Trovato l’anello mancante dei cerchi delle fate?

La spiegazione potrebbe venire da un insieme di modelli spaziali e cambiamenti fenotipici

[15 Dicembre 2023]

I cerchi delle fate, strutture circolari di terreno nudo disseminate nelle praterie, sono stati inizialmente scoperti in Namibia, ma poi ci si accorse che erano presenti anche in altre parti del mondo e da allora hanno affascinato e sconcertato gli scienziati che per spiegarne la formazione e l’aspetto hanno fatto ipotesi che a vanno dall’autorganizzazione spaziale indotta dal feedback della vegetazione – disponibilità d’ acqua ai nidi di termiti.

lo studio “Phenotypic plasticity: A missing element in the theory of vegetation pattern formation” pubblicato su Proceedings of the National Academy of Sciences (PNAS) da Jamie Bennett, Bidesh Bera, Michel Ferré, Hezi Yizhaq ed Ehud Meron dell’università Ben-Gurion del Negev e  da Stephan Getzin dell’Universität Göttingen, propone  un nuovo modello che comprende sia la modellazione spaziale mediante un feedback acqua-vegetazione dipendente dalla scala, sia i cambiamenti fenotipici che coinvolgono la crescita delle radici profonde per raggiungere uno strato di terreno più umido.

Confrontando le previsioni dei modelli con le osservazioni empiriche, i ricercatori israeliani dimostrano che «L’accoppiamento tra questi due meccanismi è la chiave per risolvere due enigmi in sospeso che la teoria classica della formazione dei modelli di vegetazione non riesce a spiegare: la comparsa di modelli di cerchi delle fate multiscala, dove la matrice tra i cerchi delle fate  è costituita da macchie di vegetazione su piccola scala e dall’assenza di motivi a strisce e macchie, oltre a modelli di spazi vuoti, lungo il gradiente delle precipitazioni, come prevede la teoria classica».

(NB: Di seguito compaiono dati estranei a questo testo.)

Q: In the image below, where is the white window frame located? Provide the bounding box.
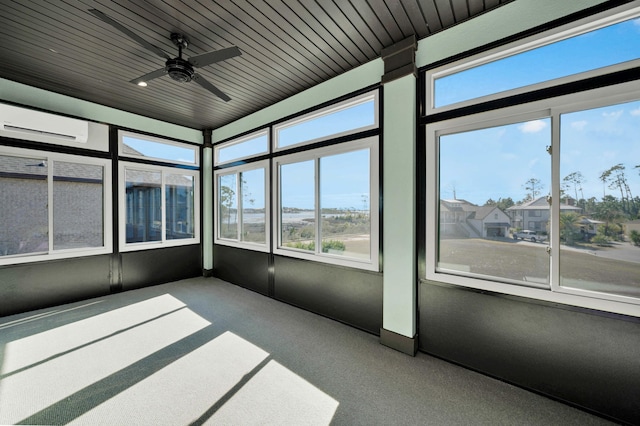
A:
[425,3,640,115]
[0,146,113,266]
[425,81,640,317]
[273,90,380,152]
[118,130,200,167]
[213,129,271,166]
[213,160,271,253]
[118,161,201,252]
[272,136,380,271]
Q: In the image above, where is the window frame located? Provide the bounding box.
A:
[425,3,640,115]
[118,129,200,167]
[272,136,380,272]
[423,81,640,317]
[213,160,271,253]
[213,128,271,167]
[272,90,380,153]
[0,146,113,266]
[118,161,201,252]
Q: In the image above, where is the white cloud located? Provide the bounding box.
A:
[602,109,624,120]
[571,120,588,130]
[518,120,547,133]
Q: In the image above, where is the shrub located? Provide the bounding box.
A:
[322,240,347,253]
[591,234,610,246]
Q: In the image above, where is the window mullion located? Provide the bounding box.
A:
[549,111,561,291]
[160,170,167,243]
[314,158,322,254]
[236,172,243,241]
[45,157,54,253]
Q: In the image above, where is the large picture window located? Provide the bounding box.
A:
[426,83,640,314]
[215,161,270,251]
[120,163,200,251]
[437,118,551,284]
[0,148,111,264]
[274,138,378,270]
[422,4,640,316]
[120,163,200,251]
[118,130,200,251]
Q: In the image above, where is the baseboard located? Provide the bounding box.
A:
[380,328,418,356]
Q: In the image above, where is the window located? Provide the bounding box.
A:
[214,130,269,165]
[436,117,551,284]
[120,162,200,251]
[118,130,200,166]
[0,148,111,264]
[426,82,640,315]
[422,5,640,316]
[274,92,378,149]
[274,137,378,270]
[559,99,640,299]
[118,131,200,251]
[427,3,640,109]
[215,161,270,251]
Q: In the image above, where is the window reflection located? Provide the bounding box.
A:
[437,118,551,285]
[165,174,195,240]
[560,102,640,297]
[125,169,162,243]
[0,155,48,256]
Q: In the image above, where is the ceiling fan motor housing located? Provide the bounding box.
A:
[164,58,195,83]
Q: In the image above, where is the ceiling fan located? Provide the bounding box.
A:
[89,9,242,102]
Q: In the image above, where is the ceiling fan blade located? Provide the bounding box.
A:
[89,9,171,59]
[189,46,242,68]
[131,68,167,84]
[193,74,231,102]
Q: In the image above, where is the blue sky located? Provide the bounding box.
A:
[436,14,640,204]
[440,102,640,205]
[435,19,640,107]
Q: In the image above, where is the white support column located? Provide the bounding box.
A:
[380,38,417,355]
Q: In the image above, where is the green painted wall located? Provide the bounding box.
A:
[0,79,202,144]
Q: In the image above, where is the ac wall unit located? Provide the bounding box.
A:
[0,104,89,143]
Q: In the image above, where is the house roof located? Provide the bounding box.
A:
[0,0,513,129]
[507,197,582,212]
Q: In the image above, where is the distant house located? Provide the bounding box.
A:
[440,200,511,238]
[507,197,582,232]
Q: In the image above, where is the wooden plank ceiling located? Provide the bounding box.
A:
[0,0,512,129]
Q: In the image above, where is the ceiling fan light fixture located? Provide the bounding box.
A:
[165,58,195,83]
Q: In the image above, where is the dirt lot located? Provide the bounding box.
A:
[439,239,640,297]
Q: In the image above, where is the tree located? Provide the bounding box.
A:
[524,178,542,200]
[560,212,582,245]
[593,195,622,237]
[562,172,585,201]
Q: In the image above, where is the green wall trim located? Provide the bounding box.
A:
[416,0,605,67]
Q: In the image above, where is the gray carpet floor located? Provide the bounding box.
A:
[0,278,610,425]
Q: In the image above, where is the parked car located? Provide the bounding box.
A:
[513,229,546,243]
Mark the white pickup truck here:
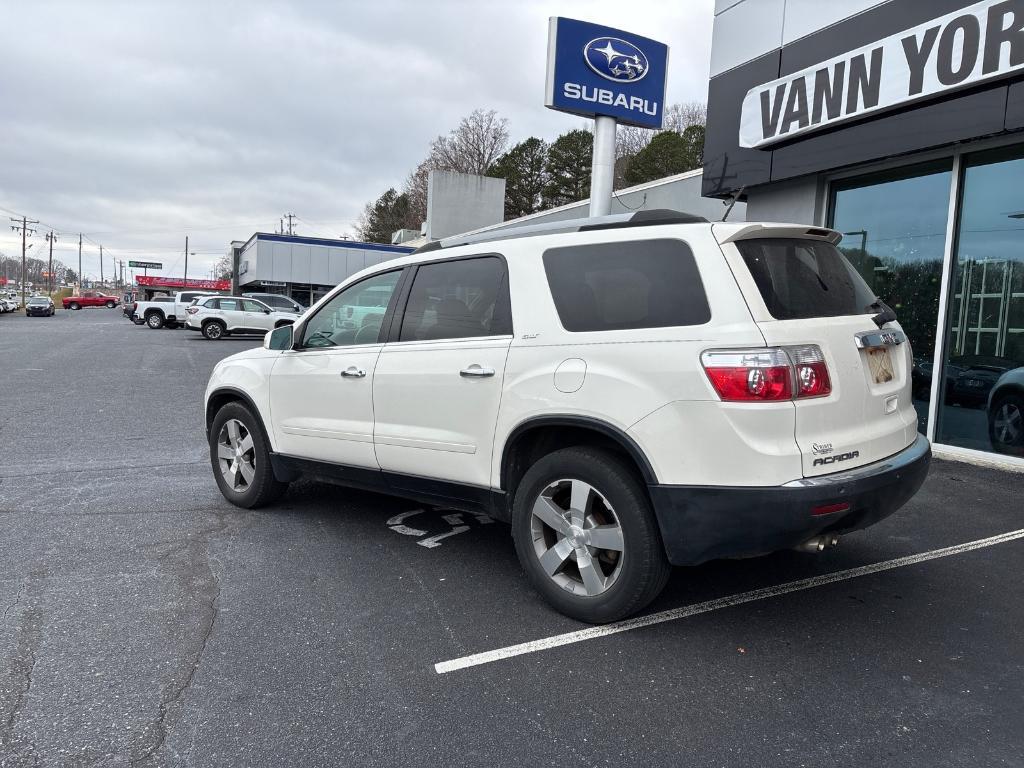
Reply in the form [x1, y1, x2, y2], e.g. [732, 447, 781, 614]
[132, 291, 214, 329]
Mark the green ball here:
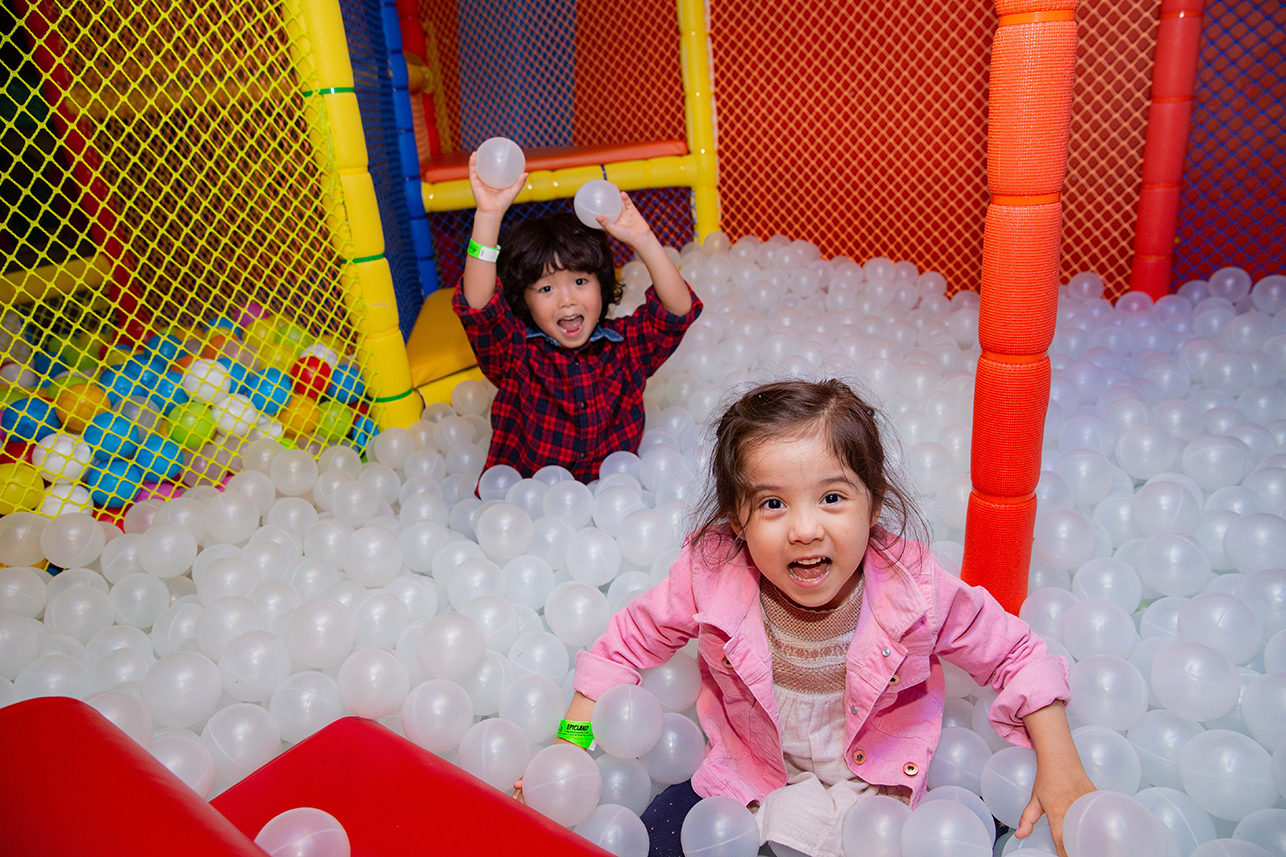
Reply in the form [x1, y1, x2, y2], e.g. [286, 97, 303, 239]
[312, 399, 358, 444]
[166, 401, 215, 450]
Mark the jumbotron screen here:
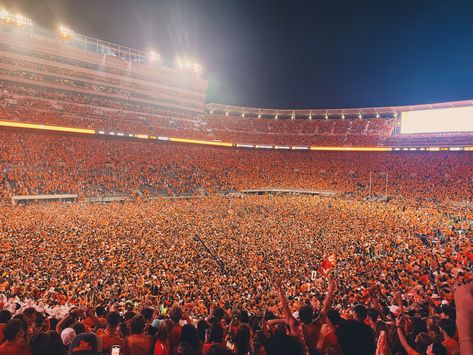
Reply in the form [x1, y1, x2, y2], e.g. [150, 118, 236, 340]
[401, 106, 473, 134]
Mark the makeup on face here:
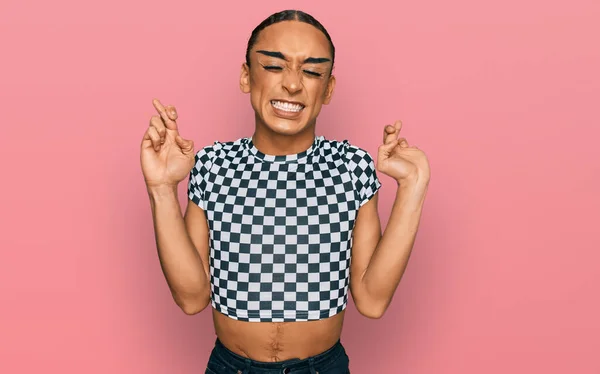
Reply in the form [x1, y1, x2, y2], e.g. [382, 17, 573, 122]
[256, 50, 331, 78]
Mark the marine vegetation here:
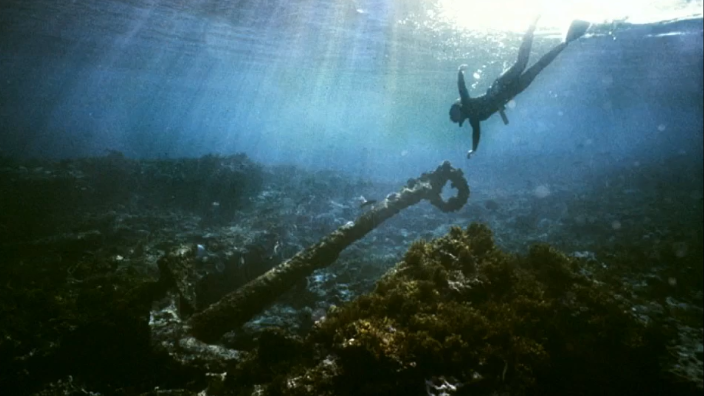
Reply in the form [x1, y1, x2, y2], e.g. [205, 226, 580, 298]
[228, 224, 687, 396]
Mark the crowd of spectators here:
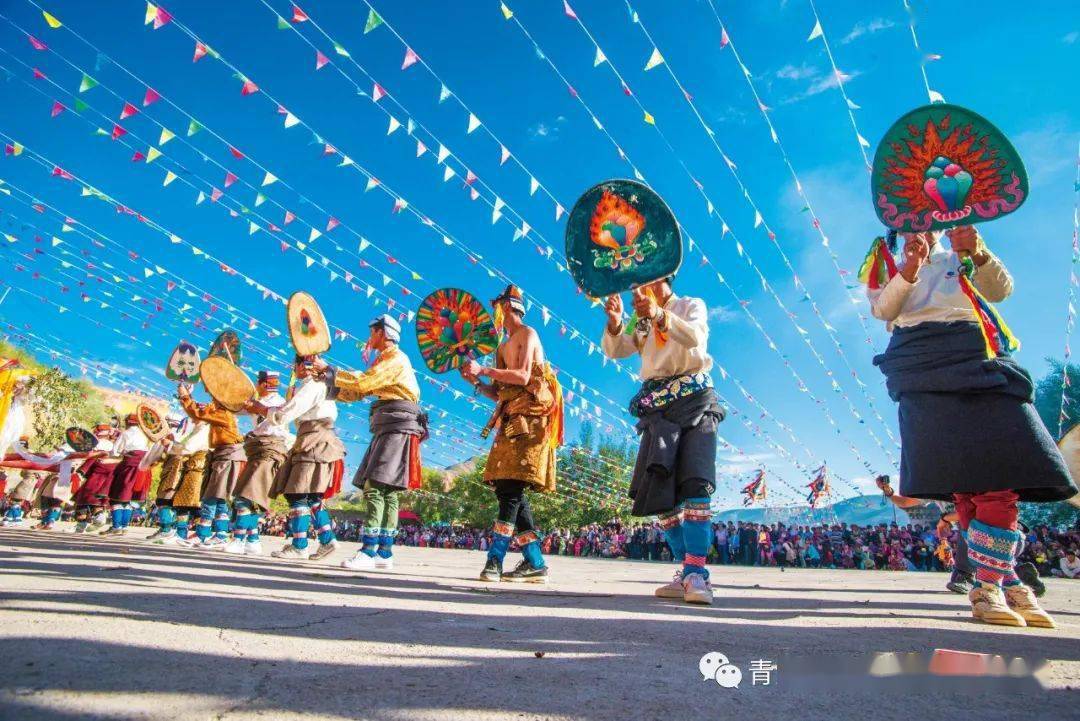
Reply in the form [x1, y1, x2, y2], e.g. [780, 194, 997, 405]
[254, 517, 1080, 577]
[12, 498, 1080, 579]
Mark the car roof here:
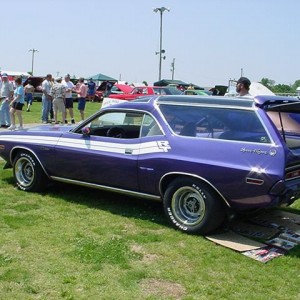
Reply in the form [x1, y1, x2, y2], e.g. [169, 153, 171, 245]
[101, 95, 300, 109]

Inoltre, lo studio ha scoperto che «La combinazione di cambiamenti fenotipici a livello di pianta e di modelli spaziali a livello di popolazione può dar luogo a molti ulteriori percorsi di risposta dell’ecosistema allo stress idrico, dando come risultato diversi modelli multiscala, tutti significativamente più resistenti allo stress idrico. rispetto a quelli che coinvolgono un singolo fenotipo».

Meron, un fisico del Jacob Blaustein Institutes for Desert Research (BIDR) e dello Swiss Institute for Dryland Environmental and Energy Research e che recentemente si è aggiudicato un ERC Synergy Grant per studiare i percorsi di resilienza nelle zone aride e in altri biomi, conclude: «Identificare questi percorsi alternativi è essenziale per spostare gli ecosistemi fragili già su binari destinati al collasso verso percorsi di resilienza. Questo studio evidenzia l’importanza di considerare più elementi della complessità dell’ecosistema quando si affronta il modo di evitare il ribaltamento verso stati disfunzionali dell’ecosistema man mano che si sviluppano climi più caldi e secchi».